Global Gas Flaring Rises for a Third Straight Year, Wasting an Estimated US$54 Billion, World Bank Says
Global gas flaring rose for the third consecutive year in 2025, climbing to 167 billion cubic metres and wasting an estimated US$54 billion worth of gas, according to the World Bank Group’s annual Global Gas Flaring Tracker. With many countries, especially the poorest, facing energy shortages, the World Bank says capturing this gas could strengthen energy security, generate power, support job creating economic activity and cut emissions.
The report, which draws on satellite data, finds that the volume of gas flared in 2025 nearly equals Africa’s entire annual gas consumption. Flaring has now risen for several years in a row, from 139 billion cubic metres in 2022 to 148 billion in 2023, 151 billion in 2024 and 167 billion in 2025, an increase of about 11 percent last year alone despite years of international commitments to curb the practice. A small group of countries accounts for the bulk of global flaring, around four fifths of the total, while together producing less than half of the world’s oil.
A structural problem, not a technical one
The World Bank argues that the tools needed to end routine flaring are well established, and that what holds back progress is structural rather than technical: inadequate regulation, insufficient capital, limited market infrastructure, and a failure by some operators and governments to treat reduction as a priority. Eliminating routine flaring globally would require an estimated US$70 billion to US$100 billion, less than twice the annual value of the gas currently being wasted.

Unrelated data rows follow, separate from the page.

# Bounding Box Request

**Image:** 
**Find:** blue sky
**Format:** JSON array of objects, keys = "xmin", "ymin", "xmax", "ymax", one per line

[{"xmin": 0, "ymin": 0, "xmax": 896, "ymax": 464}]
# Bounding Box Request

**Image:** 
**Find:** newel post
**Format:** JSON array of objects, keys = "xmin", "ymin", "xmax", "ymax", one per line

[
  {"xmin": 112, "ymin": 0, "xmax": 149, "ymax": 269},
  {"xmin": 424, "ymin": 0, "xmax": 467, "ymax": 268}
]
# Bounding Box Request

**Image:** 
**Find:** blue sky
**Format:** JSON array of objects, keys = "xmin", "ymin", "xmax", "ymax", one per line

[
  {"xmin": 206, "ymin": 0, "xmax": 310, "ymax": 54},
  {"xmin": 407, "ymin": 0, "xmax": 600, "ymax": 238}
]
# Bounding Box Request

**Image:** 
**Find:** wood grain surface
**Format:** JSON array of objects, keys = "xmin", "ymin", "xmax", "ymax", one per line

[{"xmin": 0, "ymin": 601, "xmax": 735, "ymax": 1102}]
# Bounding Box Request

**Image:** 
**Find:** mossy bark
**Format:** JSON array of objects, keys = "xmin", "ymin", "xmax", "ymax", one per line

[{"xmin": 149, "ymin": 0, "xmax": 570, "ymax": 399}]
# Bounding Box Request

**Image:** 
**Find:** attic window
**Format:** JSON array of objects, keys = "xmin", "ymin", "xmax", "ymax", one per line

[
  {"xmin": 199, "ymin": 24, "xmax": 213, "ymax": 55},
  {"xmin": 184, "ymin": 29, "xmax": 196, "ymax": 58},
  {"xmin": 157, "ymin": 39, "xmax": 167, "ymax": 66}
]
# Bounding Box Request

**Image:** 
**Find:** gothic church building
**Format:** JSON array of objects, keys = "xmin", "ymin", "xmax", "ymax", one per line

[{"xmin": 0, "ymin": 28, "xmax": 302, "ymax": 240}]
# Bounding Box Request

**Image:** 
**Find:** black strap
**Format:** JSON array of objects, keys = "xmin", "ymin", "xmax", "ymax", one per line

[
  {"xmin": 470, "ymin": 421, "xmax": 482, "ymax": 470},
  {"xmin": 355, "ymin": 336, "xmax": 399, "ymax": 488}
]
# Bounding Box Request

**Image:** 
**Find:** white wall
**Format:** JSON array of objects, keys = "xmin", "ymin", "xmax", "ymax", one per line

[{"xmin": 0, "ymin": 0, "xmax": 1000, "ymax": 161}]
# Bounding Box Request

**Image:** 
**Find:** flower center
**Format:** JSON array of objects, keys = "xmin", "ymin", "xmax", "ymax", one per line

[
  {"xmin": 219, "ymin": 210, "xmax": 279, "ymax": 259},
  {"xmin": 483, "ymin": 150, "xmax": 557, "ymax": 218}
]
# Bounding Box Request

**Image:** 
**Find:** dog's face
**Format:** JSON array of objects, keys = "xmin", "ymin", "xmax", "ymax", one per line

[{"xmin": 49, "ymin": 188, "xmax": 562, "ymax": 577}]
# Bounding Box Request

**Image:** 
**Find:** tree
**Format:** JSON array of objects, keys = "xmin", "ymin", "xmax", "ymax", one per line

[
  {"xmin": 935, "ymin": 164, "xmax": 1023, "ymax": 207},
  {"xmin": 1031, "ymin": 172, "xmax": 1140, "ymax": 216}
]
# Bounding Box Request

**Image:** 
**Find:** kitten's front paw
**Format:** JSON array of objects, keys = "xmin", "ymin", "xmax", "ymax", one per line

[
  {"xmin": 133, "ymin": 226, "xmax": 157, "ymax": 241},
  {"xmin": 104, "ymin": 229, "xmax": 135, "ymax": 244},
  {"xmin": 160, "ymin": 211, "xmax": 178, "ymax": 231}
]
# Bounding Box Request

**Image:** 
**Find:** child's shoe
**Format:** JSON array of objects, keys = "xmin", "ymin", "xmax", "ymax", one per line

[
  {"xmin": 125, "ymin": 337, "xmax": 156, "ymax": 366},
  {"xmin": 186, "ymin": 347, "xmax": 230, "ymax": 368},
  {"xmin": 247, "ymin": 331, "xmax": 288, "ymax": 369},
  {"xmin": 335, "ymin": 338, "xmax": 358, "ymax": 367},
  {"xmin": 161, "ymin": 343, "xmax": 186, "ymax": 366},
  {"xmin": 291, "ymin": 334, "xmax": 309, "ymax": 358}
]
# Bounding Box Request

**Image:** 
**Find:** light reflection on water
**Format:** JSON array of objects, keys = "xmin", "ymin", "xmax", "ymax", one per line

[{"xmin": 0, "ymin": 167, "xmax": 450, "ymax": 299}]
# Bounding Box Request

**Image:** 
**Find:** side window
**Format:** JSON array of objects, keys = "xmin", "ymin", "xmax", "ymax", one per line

The Tracker also highlights that progress is possible where policy, investment and leadership align, with several producers having achieved sustained reductions through stronger regulation and targeted gas capture projects.
Why it matters
Flaring sits at the intersection of energy security, economics and emissions. Many countries import costly gas while flaring large volumes at their own oilfields; capturing that gas could lower energy bills, generate new revenue and improve access to reliable power. As Demetrios Papathanasiou, the World Bank Group’s Global Director for Energy, put it, the gas currently flared could instead be used to power industries and businesses, create jobs and strengthen energy security.
For the Gulf and other major hydrocarbon producers, flaring reduction is increasingly part of the energy efficiency and sustainability agenda, with captured gas able to feed domestic power, industry and export markets. The report’s emphasis on regulation, investment and governance points to where producers and governments can unlock value while supporting climate goals.
Outlook
The findings reinforce the challenge of meeting the Zero Routine Flaring by 2030 initiative, which the Tracker monitors. With the value of wasted gas running into tens of billions of dollars a year, the World Bank frames stronger regulation, targeted investment and clearer governance as the route to turning a persistent source of waste into a source of energy security and economic value.